Skin biopsies from patients with and without skin irAEs will be analysed with a powerful technique called single cell RNA sequencing. This allows us to identify all the immune cells within the skin sample and what inflammatory messenger pathways are active in them. This can lead to the identification of novel therapeutic targets to switch the skin inflammation back off.
Finally, we will explore whether it is possible to predict if an individual patient is likely to develop irAEs before they start immunotherapy. This has the potential to help personalise treatment. Patients at high risk of irAEs could be monitored more closely or potentially receive less intense treatment to avoid serious side effects.

Technical Summary

Aim:
Elucidate the pathogenesis and risk factors of immune related adverse events (irAEs) due to immune checkpoint inhibitor (ICI) therapy.
Materials:
Tissue, blood, and clinical data from patients undergoing standard of care ICI therapy at The Royal Marsden Hospital. Material and clinical data are derived from the EXACT (understanding immunE related toXicities through multifACeT profiling) trial (REC 21/WM/0251).
Objectives and assays:
1) Define the inflammatory infiltrate and molecular pathways of ICI-induced skin inflammation (single cell RNA sequencing)

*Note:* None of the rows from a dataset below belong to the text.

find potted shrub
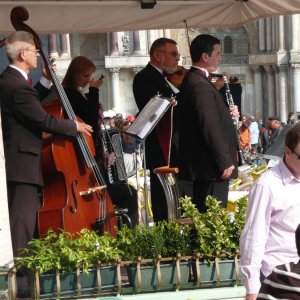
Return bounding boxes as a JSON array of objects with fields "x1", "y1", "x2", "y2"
[
  {"x1": 116, "y1": 221, "x2": 193, "y2": 292},
  {"x1": 15, "y1": 229, "x2": 122, "y2": 299},
  {"x1": 179, "y1": 195, "x2": 247, "y2": 288}
]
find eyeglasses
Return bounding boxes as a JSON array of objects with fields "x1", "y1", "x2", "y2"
[
  {"x1": 23, "y1": 48, "x2": 40, "y2": 54},
  {"x1": 293, "y1": 151, "x2": 300, "y2": 160},
  {"x1": 159, "y1": 50, "x2": 180, "y2": 58}
]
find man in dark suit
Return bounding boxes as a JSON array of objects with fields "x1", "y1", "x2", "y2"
[
  {"x1": 0, "y1": 31, "x2": 92, "y2": 296},
  {"x1": 133, "y1": 38, "x2": 180, "y2": 222},
  {"x1": 178, "y1": 34, "x2": 239, "y2": 213}
]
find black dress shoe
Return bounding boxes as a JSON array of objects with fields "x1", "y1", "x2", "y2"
[{"x1": 17, "y1": 288, "x2": 31, "y2": 298}]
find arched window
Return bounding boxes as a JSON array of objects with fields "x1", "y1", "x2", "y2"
[{"x1": 224, "y1": 36, "x2": 233, "y2": 54}]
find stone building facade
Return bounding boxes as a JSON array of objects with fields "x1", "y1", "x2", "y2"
[{"x1": 1, "y1": 14, "x2": 300, "y2": 123}]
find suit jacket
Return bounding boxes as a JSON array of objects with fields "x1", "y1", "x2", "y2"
[
  {"x1": 133, "y1": 63, "x2": 177, "y2": 169},
  {"x1": 178, "y1": 67, "x2": 238, "y2": 181},
  {"x1": 0, "y1": 66, "x2": 77, "y2": 186}
]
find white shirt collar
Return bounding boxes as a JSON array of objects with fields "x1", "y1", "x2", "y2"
[
  {"x1": 149, "y1": 63, "x2": 180, "y2": 94},
  {"x1": 192, "y1": 66, "x2": 209, "y2": 77},
  {"x1": 9, "y1": 65, "x2": 28, "y2": 80},
  {"x1": 150, "y1": 63, "x2": 163, "y2": 75}
]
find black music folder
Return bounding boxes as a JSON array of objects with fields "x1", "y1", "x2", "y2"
[{"x1": 125, "y1": 95, "x2": 173, "y2": 140}]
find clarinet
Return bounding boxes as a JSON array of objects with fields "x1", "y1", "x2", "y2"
[{"x1": 222, "y1": 74, "x2": 246, "y2": 166}]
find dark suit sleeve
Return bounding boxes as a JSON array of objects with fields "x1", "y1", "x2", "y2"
[
  {"x1": 13, "y1": 85, "x2": 77, "y2": 136},
  {"x1": 133, "y1": 66, "x2": 174, "y2": 111},
  {"x1": 133, "y1": 72, "x2": 158, "y2": 111}
]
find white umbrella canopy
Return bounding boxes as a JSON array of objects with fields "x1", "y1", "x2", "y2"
[{"x1": 0, "y1": 0, "x2": 300, "y2": 34}]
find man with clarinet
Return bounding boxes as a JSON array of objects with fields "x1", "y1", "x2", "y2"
[{"x1": 178, "y1": 34, "x2": 240, "y2": 213}]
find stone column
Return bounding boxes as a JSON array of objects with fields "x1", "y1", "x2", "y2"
[
  {"x1": 263, "y1": 65, "x2": 276, "y2": 117},
  {"x1": 278, "y1": 16, "x2": 286, "y2": 51},
  {"x1": 109, "y1": 68, "x2": 121, "y2": 111},
  {"x1": 48, "y1": 34, "x2": 59, "y2": 59},
  {"x1": 272, "y1": 65, "x2": 280, "y2": 115},
  {"x1": 266, "y1": 17, "x2": 272, "y2": 51},
  {"x1": 251, "y1": 65, "x2": 264, "y2": 120},
  {"x1": 272, "y1": 17, "x2": 276, "y2": 51},
  {"x1": 258, "y1": 19, "x2": 266, "y2": 51},
  {"x1": 278, "y1": 65, "x2": 288, "y2": 122},
  {"x1": 60, "y1": 34, "x2": 71, "y2": 59},
  {"x1": 133, "y1": 31, "x2": 142, "y2": 55},
  {"x1": 291, "y1": 63, "x2": 300, "y2": 113},
  {"x1": 163, "y1": 29, "x2": 171, "y2": 38},
  {"x1": 147, "y1": 30, "x2": 157, "y2": 52},
  {"x1": 291, "y1": 14, "x2": 300, "y2": 51},
  {"x1": 110, "y1": 32, "x2": 119, "y2": 56}
]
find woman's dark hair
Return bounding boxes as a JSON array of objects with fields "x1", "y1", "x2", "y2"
[
  {"x1": 62, "y1": 56, "x2": 96, "y2": 89},
  {"x1": 190, "y1": 34, "x2": 221, "y2": 63}
]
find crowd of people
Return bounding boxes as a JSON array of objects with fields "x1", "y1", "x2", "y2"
[
  {"x1": 1, "y1": 29, "x2": 300, "y2": 300},
  {"x1": 238, "y1": 114, "x2": 293, "y2": 158}
]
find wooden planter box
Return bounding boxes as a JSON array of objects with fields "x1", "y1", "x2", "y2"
[
  {"x1": 126, "y1": 256, "x2": 192, "y2": 292},
  {"x1": 192, "y1": 254, "x2": 241, "y2": 288},
  {"x1": 125, "y1": 254, "x2": 241, "y2": 294},
  {"x1": 31, "y1": 264, "x2": 119, "y2": 299},
  {"x1": 0, "y1": 267, "x2": 9, "y2": 291}
]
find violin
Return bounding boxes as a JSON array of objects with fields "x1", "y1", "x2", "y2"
[{"x1": 167, "y1": 65, "x2": 189, "y2": 89}]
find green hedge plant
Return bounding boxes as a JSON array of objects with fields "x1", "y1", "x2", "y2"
[
  {"x1": 180, "y1": 195, "x2": 247, "y2": 261},
  {"x1": 116, "y1": 220, "x2": 192, "y2": 261},
  {"x1": 15, "y1": 229, "x2": 122, "y2": 274}
]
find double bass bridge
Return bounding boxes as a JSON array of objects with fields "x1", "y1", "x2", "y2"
[{"x1": 79, "y1": 185, "x2": 106, "y2": 196}]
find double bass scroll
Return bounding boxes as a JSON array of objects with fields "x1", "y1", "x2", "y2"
[{"x1": 10, "y1": 6, "x2": 117, "y2": 236}]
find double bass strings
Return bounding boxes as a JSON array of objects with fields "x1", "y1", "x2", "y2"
[{"x1": 40, "y1": 44, "x2": 108, "y2": 220}]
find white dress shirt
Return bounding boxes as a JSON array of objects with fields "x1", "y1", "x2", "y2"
[
  {"x1": 9, "y1": 64, "x2": 52, "y2": 88},
  {"x1": 239, "y1": 159, "x2": 300, "y2": 294}
]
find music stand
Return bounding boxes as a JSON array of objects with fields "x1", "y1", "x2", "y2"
[{"x1": 125, "y1": 94, "x2": 173, "y2": 227}]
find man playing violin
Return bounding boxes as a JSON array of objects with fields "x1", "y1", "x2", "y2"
[{"x1": 133, "y1": 37, "x2": 181, "y2": 222}]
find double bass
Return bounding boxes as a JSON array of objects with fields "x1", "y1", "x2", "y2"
[{"x1": 10, "y1": 6, "x2": 117, "y2": 237}]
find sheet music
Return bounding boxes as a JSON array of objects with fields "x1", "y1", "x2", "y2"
[{"x1": 126, "y1": 95, "x2": 171, "y2": 140}]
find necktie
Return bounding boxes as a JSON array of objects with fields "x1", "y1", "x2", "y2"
[{"x1": 26, "y1": 77, "x2": 32, "y2": 85}]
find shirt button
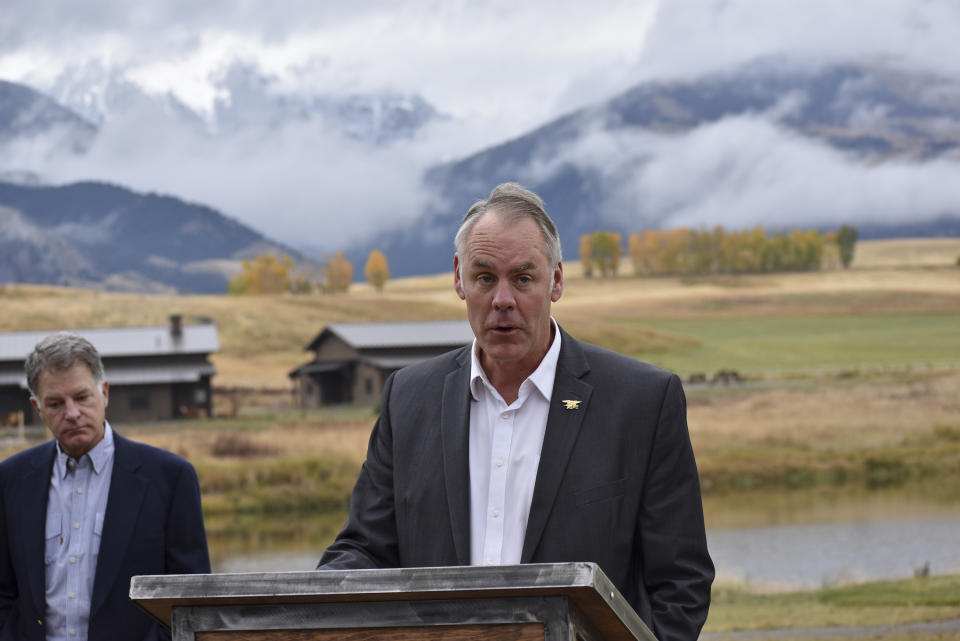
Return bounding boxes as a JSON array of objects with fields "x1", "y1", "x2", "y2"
[
  {"x1": 495, "y1": 459, "x2": 504, "y2": 467},
  {"x1": 70, "y1": 629, "x2": 77, "y2": 636},
  {"x1": 69, "y1": 592, "x2": 76, "y2": 599},
  {"x1": 492, "y1": 509, "x2": 500, "y2": 518},
  {"x1": 500, "y1": 412, "x2": 510, "y2": 420},
  {"x1": 70, "y1": 557, "x2": 77, "y2": 564},
  {"x1": 74, "y1": 523, "x2": 81, "y2": 530},
  {"x1": 77, "y1": 488, "x2": 83, "y2": 495}
]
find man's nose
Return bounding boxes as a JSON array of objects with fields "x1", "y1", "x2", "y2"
[
  {"x1": 491, "y1": 281, "x2": 516, "y2": 310},
  {"x1": 63, "y1": 399, "x2": 81, "y2": 420}
]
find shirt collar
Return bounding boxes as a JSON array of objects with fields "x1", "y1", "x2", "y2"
[
  {"x1": 470, "y1": 318, "x2": 562, "y2": 403},
  {"x1": 55, "y1": 422, "x2": 115, "y2": 477}
]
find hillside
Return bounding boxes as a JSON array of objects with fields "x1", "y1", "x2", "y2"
[
  {"x1": 355, "y1": 60, "x2": 960, "y2": 277},
  {"x1": 0, "y1": 180, "x2": 303, "y2": 293}
]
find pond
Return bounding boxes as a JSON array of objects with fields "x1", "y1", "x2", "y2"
[
  {"x1": 704, "y1": 484, "x2": 960, "y2": 589},
  {"x1": 209, "y1": 483, "x2": 960, "y2": 589}
]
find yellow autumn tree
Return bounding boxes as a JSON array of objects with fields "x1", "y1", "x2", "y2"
[
  {"x1": 324, "y1": 250, "x2": 353, "y2": 293},
  {"x1": 821, "y1": 231, "x2": 843, "y2": 271},
  {"x1": 589, "y1": 231, "x2": 622, "y2": 277},
  {"x1": 578, "y1": 234, "x2": 594, "y2": 277},
  {"x1": 228, "y1": 253, "x2": 294, "y2": 294},
  {"x1": 629, "y1": 230, "x2": 666, "y2": 275},
  {"x1": 364, "y1": 249, "x2": 391, "y2": 291}
]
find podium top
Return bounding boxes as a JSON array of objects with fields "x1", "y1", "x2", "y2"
[{"x1": 131, "y1": 562, "x2": 656, "y2": 641}]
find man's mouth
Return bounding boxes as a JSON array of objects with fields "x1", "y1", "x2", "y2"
[{"x1": 61, "y1": 425, "x2": 88, "y2": 436}]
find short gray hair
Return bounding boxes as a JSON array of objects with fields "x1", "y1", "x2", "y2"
[
  {"x1": 454, "y1": 182, "x2": 562, "y2": 267},
  {"x1": 25, "y1": 332, "x2": 105, "y2": 398}
]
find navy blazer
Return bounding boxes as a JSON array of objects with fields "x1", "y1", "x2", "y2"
[
  {"x1": 319, "y1": 328, "x2": 714, "y2": 641},
  {"x1": 0, "y1": 432, "x2": 210, "y2": 641}
]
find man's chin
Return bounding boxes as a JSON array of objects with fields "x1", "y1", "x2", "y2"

2a) Elucidate whether irAEs are associated with derangements in circulating activated T-regulatory cells (Tregs) (mass cytometry)
2b) Test if Tregs derived from irAE patients using fluorescence activated cell sorting are functionally impaired in co-culture suppression assays compared to Tregs isolated from ICI-treated patients without irAEs

3a) Elucidate whether irAEs are associated with derangements in circulating T-follicular regulatory (cTfr) and helper (cTfh) cell populations (mass cytometry)
3b) Test whether cTfr and cTfh imbalances in irAE patients correlate with enhanced humoral autoimmunity assayed by multiplex auto-antibody quantification

4) Screen for biomarkers that might predict the development of irAEs and generate further hypotheses of irAE pathogenesis. The exploratory analysis will encompass:
- Mass cytometric assessment of peripheral blood mononuclear cell populations (data from objective 2 and 3)
- Quantification of circulating auto-antibodies (multiplex microarray from objective 3)
- Quantification of circulating cytokines (multiplex electrochemiluminescence immunoassay)

This work has the potential to identify novel therapeutic targets to treat irAEs and generate fundamental insights into mechanisms of loss of immunological self-tolerance, which result in autoimmunity.